Agenda for the joint NetarchiveSuite tele-conference 2022-03-08, 13:00-14:00.
- BNF: Clara, Auriane
- ONB: Andreas
- KB/DK - Copenhagen: Anders, Thomas, Stephen, Tue
- KB/DK - Aarhus: Colin
- BNE: Alicia, Miguel, José
- KB/Sweden: Peter, Par, Jonas
Update on NAS latest tests and developments
There has been little significant work on NetarchiveSuite since the Release of 7.3 at the end of January
- Some minor improvements to the handling of hdfs-cached warcfiles for hadoop mass-processing
- Some speculative work on making deduplication-indexing more concurrent - shelved as it is not currently a priority
An important question we have to deal with is how to manage the fact that the Netarkivet configuration of NetarchiveSuite has now diverged very markedly from that used by most other users. In particular we no longer use the ArcRepository application (The ArcRepository interface remains in use), BitarchiveServer, BitarchiveMonitorServer, or ChecksumFileServer. According to the usage page at Institutional Usage of NetarchiveSuite this is a particularly strong divergence from the OnB setup - but we are missing data from BNE and KB/Sweden.

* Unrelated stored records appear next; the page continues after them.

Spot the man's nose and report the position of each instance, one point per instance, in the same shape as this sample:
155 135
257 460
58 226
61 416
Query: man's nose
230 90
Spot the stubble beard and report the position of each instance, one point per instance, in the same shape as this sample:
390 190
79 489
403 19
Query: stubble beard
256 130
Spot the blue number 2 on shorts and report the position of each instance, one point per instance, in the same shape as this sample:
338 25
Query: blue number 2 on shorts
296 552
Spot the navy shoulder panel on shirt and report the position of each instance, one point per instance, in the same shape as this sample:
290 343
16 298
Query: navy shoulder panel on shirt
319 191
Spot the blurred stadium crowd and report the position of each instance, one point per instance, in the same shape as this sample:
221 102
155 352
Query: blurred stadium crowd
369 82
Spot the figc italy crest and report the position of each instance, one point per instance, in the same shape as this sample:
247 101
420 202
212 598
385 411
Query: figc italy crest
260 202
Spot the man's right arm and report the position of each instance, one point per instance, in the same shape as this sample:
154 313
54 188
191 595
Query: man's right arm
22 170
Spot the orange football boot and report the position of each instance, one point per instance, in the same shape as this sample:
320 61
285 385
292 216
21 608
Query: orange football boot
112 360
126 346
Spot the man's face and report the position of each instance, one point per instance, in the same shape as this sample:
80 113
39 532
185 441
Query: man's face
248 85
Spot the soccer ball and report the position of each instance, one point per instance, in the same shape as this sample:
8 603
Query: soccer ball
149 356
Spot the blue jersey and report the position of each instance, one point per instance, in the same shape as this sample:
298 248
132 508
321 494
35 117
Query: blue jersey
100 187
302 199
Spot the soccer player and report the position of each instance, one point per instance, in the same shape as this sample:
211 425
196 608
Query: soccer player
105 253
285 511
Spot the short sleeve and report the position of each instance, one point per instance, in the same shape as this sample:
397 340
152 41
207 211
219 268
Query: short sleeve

So what is the future of these components? I think that we will always need to offer a fully-functional Quickstart environment so we will still need to be able to store files and run batch-jobs. But that can be done with local files (as at BnF) and doesn't require any kind of distributed repository. We don't need to remove any code, but in the long run I don't think KB/Denmark can assume responsibility for maintenance of those parts of the codebase we don't use ourselves, so that the distributed ArcRepository and associated components would ultimately either have to be provided only "as is" or maintained by the institutions that continue to use them.
Status of the production sites
- Broad crawl
- Step 1 finished in great fashion with new Bitmagasin
- Step 2 will start march. 7
- War in Ukraine event harvest ongoing. Helped DCH-instituions from Ukraine with info/best practise
- Using the ongoing harvests (Solr-index/shard) as QA-platform for curators - Q2 2022
- New Shard built
- Focus on paywall content and IP-validation to get the most data possible
- Twitter API-harvest - still pilot project, but very relevant with lots of activity regarding Ukraine
First, the Winter Olympic Games harvest ended at the end of February and a new crawl dedicated to the Winter Paralympics has been launched last week. About 14 million URLs were collected in February, including almost 1.4 million Twitter URLs for a total of 0.57TB.
We also decided to make another attempt to collect Instagram in 2022. After several tries, we succeeded. 73 Instagram accounts on the theme of the Olympics were collected, that is to say about 7 000 URLs.
Finally, last December we opened a participation form until the end of January so that the public could indicate sites to be added to the Intelligence Artificial harvest.
We received 23 e-mails including about 60 suggestions of websites to crawl.
We will run our third annual broad crawl of e-serials in open access next month. This is the third year in a row that we launched it. We obtain the url list from our catalogue where all the serials that request ISSN are catalogued. Every year we enhance the list of urls thanks to the quality control we carry out after each crawl. We will harvest about 9.000 websites this year.
The Library is involved in a renovation of its technological structure, so we are studying when we will be able to carry out the annual broad crawl. It will probably take place before summer. The renovation involves the acquisition of new servers and solves some problems we had last year with the storage arrays. Once the new technological structure has stabilized our next step is the NAS upgrade, that we think we can tackle next May. We also want to start to index the current crawls in SolrWayback and we will address later the indexing of everything harvested prior to 2022.
- April 12th
- May 10th
- June 7th
- July 5th
- September 6th
- October 4th
- November 8th
- December 6th
- January 10th, 2023
Any other business?